About four years ago I was really into this game called Warhammer 40k. You collect miniature soldiers which you build, paint, and eventually assemble on the battle field for a battle against a friend. There's a company in that space that creates incredible detailed and customized miniatures. They're very prestigious and also incredibly expensive. It's hard to explain to someone not in the hobby but basically this company, Forge World, they're not a Ford Focus; they're the Lamborghini.
The miniatures by themselves are already cost prohibitive not even including the fact that the store is based in the UK and it's a pretty penny to get something shipping from the UK to Wisconsin. So how did they do it? They had an excellent marketing plan combined with a good incentive (free shipping).

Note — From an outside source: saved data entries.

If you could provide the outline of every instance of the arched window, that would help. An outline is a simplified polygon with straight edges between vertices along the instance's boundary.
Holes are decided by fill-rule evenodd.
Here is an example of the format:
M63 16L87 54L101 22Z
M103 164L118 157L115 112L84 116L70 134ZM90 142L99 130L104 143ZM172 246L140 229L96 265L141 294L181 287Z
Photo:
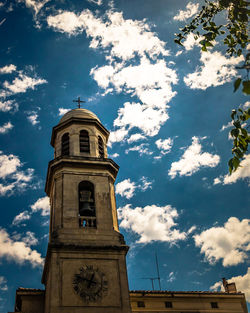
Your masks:
M89 133L86 130L80 131L80 152L87 152L89 153Z
M62 136L62 155L69 155L69 133Z
M103 148L103 141L100 136L98 136L98 150L100 158L104 158L104 148Z

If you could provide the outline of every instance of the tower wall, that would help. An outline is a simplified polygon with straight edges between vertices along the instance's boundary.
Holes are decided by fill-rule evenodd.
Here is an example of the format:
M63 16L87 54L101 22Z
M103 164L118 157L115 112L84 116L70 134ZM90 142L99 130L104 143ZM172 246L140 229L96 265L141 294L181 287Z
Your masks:
M131 312L128 247L119 232L114 190L119 167L107 158L108 136L99 119L83 109L66 113L53 128L45 313ZM81 144L89 151L80 152Z

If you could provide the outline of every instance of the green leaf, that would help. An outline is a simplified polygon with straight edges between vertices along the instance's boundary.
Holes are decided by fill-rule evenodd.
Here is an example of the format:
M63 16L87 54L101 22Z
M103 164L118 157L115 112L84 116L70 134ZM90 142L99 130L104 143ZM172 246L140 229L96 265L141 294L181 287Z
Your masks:
M247 138L248 134L247 134L246 129L241 128L241 132L242 132L243 136L245 136Z
M237 51L237 56L239 57L241 54L242 54L242 50L239 49L239 50Z
M236 128L241 128L240 121L235 121L235 122L233 122L233 124L234 124L234 126L235 126Z
M202 46L201 50L202 51L207 51L207 48L205 46Z
M241 78L237 78L236 81L234 82L234 92L240 87L241 81L242 81Z
M242 84L243 84L242 91L244 92L244 94L250 95L250 81L249 80L245 80L245 81L242 82Z
M233 171L233 158L228 161L229 173L232 174Z
M178 39L174 39L174 42L177 43L178 45L182 45L180 40L178 40Z
M231 130L230 134L231 134L232 137L238 137L239 132L240 131L239 131L238 128L234 128L234 129Z
M206 47L213 47L213 45L211 44L210 41L206 41L205 46L206 46Z
M236 110L232 110L232 113L231 113L231 118L232 118L232 120L234 119L235 114L236 114Z
M234 171L237 170L237 168L239 167L239 165L240 165L240 160L239 160L239 158L234 157L234 158L233 158L233 167L234 167Z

Excellent Newsletter Marketing
One of the most effective tools for marketing is your newsletter. It isn't a short social media post that gets lost in the chaos. It's a full HTML email that gets shot straight into someone's email inbox. There's nothing more direct than that.
Each month Forge World would send out pictures of their new products and they'd encourage me to click through to the site to see more details. Each time I did this I became more and more convinced that if I wanted quality miniatures that Forge World was the only company that could handle my needs. When I got a newsletter that talked about minis a friend might be interested in I would send them the email and we discussed how cool they would look in their army.
Forge World's marketing kept them top of mind and due to the very social nature of the game we talked about their minis all the time.
An Incentive – Free Shipping
The incentive was easy. If you hit a minimum order amount they'll throw in free shipping. Coming all the way from the UK that's a pretty big incentive. Not to mention you'll also get their “Express service” which sounds fancy even if they don't describe it at all.
Any order totaling £250.00 [Patrick: that's 427.04 USD] or more receive free shipping and a free upgrade to our Express service. This offer applies to any order to any country in the world.
Price Anchoring with Free Shipping
If someone's expecting to pay $200 for a product + $50 for shipping they might think it's expensive. What happens if you then tell that person you'll take out shipping? Well, due to a concept call price anchoring it seems cheaper even if the $200 is still expensive. That's exactly what happened here.
After a little prompting from their newsletter I thought it would be a good idea to go in with a couple friends to hit the magical £250 to get free shipping. They sold me so well that I ended up selling my friends and making them more money by getting people that were on the fence onto the paying customer side.
How Effective Is This?
Forge World sold what was probably no more than $10 worth of plastic for $427. And they did it without cheapening their brand. All they did was make the user (me) feel like they were getting a deal. In the end the user was still paying for crazy expensive miniatures that had more than enough margin to cover the shipping costs. I wanted the deal so much that I convinced some friends to get in on the order increasing the total far above my original total.
Does this work for every industry – no of course not. But if you're asking me if you should experiment with slightly more expensive products and offering free shipping with a minimum order then I say hell yes. And please let me know how it works out in the comments.